Linear model fitting for regression: Basics and Variation
Linear model (simple forms) fitting
I use mtcars dataset to construct some basic regression models and fit those.
# convert available data to use in fitting
mtcars_reg_df <- mtcars %>%
rownames_to_column("carnames") %>%
as_tibble() %>%
mutate_at(c("gear", "am", "vs", "cyl"), as.factor)
We will be comparing difference between cylinder means for mpg.
# # intercept only lm tidiying and visualization
mpg_model1 <- mtcars_reg_df %>%
group_by(cyl) %>%
nest() %>%
group_by(cyl) %>%
mutate(mpg_model = map(data, ~lm(`mpg` ~ 1, .x))) %>%
mutate(
# rsqrd = map_dbl(mpg_model, ~summary(.x)[['r.squared']]), # this is '0' of intercept only model
intercept_pvalue = map_dbl(mpg_model, ~summary(.x)[['coefficients']][1, 4]),
intercept_se = map_dbl(mpg_model, ~summary(.x)[['coefficients']][1, 2]),
intercept_coef = map_dbl(mpg_model, ~summary(.x)[['coefficients']][1, 1])
) %>%
select(cyl, mpg_model, contains("intercept"), data)
Intercept-only models (each group fitted a different one) are plotted to reflect variation in estimated parameters.
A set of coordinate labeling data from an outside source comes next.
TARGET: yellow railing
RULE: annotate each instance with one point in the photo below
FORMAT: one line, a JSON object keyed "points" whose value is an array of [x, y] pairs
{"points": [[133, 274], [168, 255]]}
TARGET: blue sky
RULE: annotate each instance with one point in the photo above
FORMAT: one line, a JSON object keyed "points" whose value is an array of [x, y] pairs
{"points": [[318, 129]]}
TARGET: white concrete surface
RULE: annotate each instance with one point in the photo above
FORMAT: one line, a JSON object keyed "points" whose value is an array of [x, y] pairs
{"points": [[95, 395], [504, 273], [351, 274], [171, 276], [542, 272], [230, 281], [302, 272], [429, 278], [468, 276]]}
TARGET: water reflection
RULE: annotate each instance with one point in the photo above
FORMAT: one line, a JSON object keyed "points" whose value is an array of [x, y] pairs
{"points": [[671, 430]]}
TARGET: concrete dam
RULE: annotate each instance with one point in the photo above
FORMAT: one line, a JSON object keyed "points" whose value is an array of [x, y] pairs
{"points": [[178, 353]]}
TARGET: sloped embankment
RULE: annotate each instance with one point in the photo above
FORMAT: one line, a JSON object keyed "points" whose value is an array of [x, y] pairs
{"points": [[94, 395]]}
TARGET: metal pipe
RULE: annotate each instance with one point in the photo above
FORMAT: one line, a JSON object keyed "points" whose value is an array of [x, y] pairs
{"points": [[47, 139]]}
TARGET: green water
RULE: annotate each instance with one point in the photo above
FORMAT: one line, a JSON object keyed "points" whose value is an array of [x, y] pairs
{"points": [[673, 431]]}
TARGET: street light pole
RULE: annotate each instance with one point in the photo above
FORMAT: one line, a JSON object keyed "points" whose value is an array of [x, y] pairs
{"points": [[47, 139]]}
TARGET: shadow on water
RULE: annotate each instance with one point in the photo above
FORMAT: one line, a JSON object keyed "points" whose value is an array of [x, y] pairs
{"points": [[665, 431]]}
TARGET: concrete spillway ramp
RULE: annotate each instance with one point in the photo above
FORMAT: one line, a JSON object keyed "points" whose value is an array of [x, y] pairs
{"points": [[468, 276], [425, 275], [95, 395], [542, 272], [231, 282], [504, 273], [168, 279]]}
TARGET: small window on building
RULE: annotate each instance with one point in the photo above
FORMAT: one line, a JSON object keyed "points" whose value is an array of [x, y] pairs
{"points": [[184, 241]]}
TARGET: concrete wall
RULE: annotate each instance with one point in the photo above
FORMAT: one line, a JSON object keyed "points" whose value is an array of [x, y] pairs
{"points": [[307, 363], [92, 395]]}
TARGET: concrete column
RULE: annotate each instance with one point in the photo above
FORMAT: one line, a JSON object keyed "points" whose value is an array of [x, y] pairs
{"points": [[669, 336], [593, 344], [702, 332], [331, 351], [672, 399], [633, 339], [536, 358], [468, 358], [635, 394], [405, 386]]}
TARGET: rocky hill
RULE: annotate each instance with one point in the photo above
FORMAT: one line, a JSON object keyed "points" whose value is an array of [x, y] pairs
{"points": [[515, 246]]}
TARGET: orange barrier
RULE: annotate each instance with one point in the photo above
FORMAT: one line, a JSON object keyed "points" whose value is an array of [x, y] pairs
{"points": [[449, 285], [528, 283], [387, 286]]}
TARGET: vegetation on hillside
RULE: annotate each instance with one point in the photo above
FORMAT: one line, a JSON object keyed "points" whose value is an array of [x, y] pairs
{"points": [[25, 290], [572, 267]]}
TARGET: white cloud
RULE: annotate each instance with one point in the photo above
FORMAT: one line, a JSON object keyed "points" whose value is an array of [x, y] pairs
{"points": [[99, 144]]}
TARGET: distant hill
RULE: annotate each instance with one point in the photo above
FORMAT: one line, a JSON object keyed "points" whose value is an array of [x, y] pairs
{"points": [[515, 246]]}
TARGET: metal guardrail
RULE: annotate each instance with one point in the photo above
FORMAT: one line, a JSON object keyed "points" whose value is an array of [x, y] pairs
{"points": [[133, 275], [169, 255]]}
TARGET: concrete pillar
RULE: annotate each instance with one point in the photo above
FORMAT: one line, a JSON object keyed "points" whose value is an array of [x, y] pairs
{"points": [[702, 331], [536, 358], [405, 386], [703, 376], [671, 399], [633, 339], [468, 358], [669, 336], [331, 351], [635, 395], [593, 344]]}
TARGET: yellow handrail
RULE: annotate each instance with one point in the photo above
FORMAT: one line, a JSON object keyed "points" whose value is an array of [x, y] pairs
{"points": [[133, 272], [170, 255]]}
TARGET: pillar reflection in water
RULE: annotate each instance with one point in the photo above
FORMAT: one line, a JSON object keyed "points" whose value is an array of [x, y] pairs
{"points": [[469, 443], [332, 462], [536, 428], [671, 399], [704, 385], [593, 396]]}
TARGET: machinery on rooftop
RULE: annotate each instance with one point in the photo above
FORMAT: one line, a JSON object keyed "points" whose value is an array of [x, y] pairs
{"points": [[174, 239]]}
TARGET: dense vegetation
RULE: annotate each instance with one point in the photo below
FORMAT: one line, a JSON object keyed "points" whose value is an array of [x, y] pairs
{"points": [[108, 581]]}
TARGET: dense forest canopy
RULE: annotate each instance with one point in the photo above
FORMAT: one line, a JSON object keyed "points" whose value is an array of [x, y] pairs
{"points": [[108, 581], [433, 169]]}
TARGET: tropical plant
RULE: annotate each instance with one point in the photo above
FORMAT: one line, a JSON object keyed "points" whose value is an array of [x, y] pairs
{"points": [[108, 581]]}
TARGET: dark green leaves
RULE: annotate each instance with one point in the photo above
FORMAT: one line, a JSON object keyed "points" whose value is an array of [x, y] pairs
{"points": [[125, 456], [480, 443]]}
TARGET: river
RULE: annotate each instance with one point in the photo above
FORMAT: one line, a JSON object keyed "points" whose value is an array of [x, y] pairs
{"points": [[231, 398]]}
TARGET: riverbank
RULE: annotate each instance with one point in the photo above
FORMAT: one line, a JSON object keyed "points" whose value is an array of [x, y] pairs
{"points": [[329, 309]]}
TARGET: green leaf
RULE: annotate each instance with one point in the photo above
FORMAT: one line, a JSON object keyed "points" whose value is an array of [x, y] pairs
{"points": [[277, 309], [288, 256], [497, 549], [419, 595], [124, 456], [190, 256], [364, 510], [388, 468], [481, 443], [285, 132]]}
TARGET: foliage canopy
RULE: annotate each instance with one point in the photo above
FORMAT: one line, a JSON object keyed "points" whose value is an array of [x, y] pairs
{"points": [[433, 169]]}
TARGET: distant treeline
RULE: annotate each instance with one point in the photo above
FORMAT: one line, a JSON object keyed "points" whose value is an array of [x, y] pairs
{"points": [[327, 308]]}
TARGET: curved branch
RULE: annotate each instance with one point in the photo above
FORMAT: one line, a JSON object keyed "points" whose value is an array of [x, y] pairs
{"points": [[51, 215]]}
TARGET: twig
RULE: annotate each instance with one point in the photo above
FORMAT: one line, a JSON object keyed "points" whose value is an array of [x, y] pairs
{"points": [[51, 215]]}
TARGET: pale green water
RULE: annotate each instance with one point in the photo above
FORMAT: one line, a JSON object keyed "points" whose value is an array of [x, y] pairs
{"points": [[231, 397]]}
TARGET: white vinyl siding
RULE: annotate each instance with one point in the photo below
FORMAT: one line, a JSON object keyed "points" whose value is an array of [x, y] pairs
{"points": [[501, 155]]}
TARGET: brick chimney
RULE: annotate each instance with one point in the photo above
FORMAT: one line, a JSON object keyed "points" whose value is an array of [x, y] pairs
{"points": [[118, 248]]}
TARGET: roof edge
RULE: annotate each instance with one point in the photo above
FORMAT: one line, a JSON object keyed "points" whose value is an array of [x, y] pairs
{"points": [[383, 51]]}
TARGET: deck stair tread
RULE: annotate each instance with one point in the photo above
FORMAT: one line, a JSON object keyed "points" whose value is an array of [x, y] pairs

Two methods can be used to obtain same result. In the first, standard error obtained from model summary can be directly used; in the other SE can be manually computed.
# # method 1
mpg_model1 %>%
select(-data, -contains("model")) %>%
ggplot(aes(x = cyl, y = intercept_coef)) +
geom_point() +
geom_errorbar(aes(ymin = intercept_coef-intercept_se, ymax = intercept_coef+intercept_se)) +
labs(x = "Number of cylinders",
y = "MPG",
title = "Mean MPG differs among cars with different cylinder numbers") +
theme(text = element_text(size = 12), axis.text.x = element_text(angle = 30))
# # method 2
# same as method 1
mtcars_reg_df %>%
group_by(cyl) %>%
summarise_at("mpg", list(~mean(.), ~sd(.), ~n(),
q95 = ~quantile(., 0.95),
q75 = ~quantile(., 0.75),
q25 = ~quantile(., 0.25),
q5 = ~quantile(., 0.05))) %>%
mutate(`se` = `sd`/sqrt(`n`)) %>%
mutate(`left95` = `mean` - 2 * `se`,
`right95` = `mean` + 2 * `se`) %>%
ggplot(aes(x = `cyl`, y = `mean`)) +
geom_point() +
# # plot only errorbars with
# geom_errorbar(aes(ymin = `left95`, ymax = `right95`)) +
# or plot several quantiles with
geom_crossbar(aes(ymin = `q5`, ymax = `q95`),
fill = "aquamarine1", color = "aquamarine1", width = 0.2) +
geom_crossbar(aes(ymin = `q25`, ymax = `q75`),
fill = "aquamarine4", color = "aquamarine4", width = 0.2) +
geom_crossbar(aes(ymin = `left95`, ymax = `right95`),
fill = "black", color = "black", width = 0.2) +
labs(x = "Number of cylinders",
y = "MPG",
title = "Mean MPG differs among cars with different cylinder numbers") +
theme(text = element_text(size = 12), axis.text.x = element_text(angle = 30))
Showing intercept and slope model in the plot is less useful, as it has only two (different) standard error estimates – one for an intercept (dummy; ), and others for slopes () all intercept-coefficients. For e.g. the model,
lm(`mpg`~`cyl, data = mtcars_reg_df)
is less useful for comparing simple effects of factor means.
Yet another variation of linear model is constructing a slope only model using coefficients and their SEs for plotting.
# # method 3
lm(`mpg`~`cyl`-1, data = mtcars_reg_df) %>%
# summary() %>% coefficients() %>%
broom::tidy() %>%
ggplot(aes(x = term, y = estimate)) +
geom_point() +
geom_errorbar(aes(ymin = estimate-std.error, ymax = estimate+std.error)) +
labs(x = "Number of cylinders",
y = "MPG",
title = "Mean MPG differs among cars with different cylinder numbers") +
theme(text = element_text(size = 12), axis.text.x = element_text(angle = 30))
Note that, here, slope shows a different distribution than that of intercept distribution.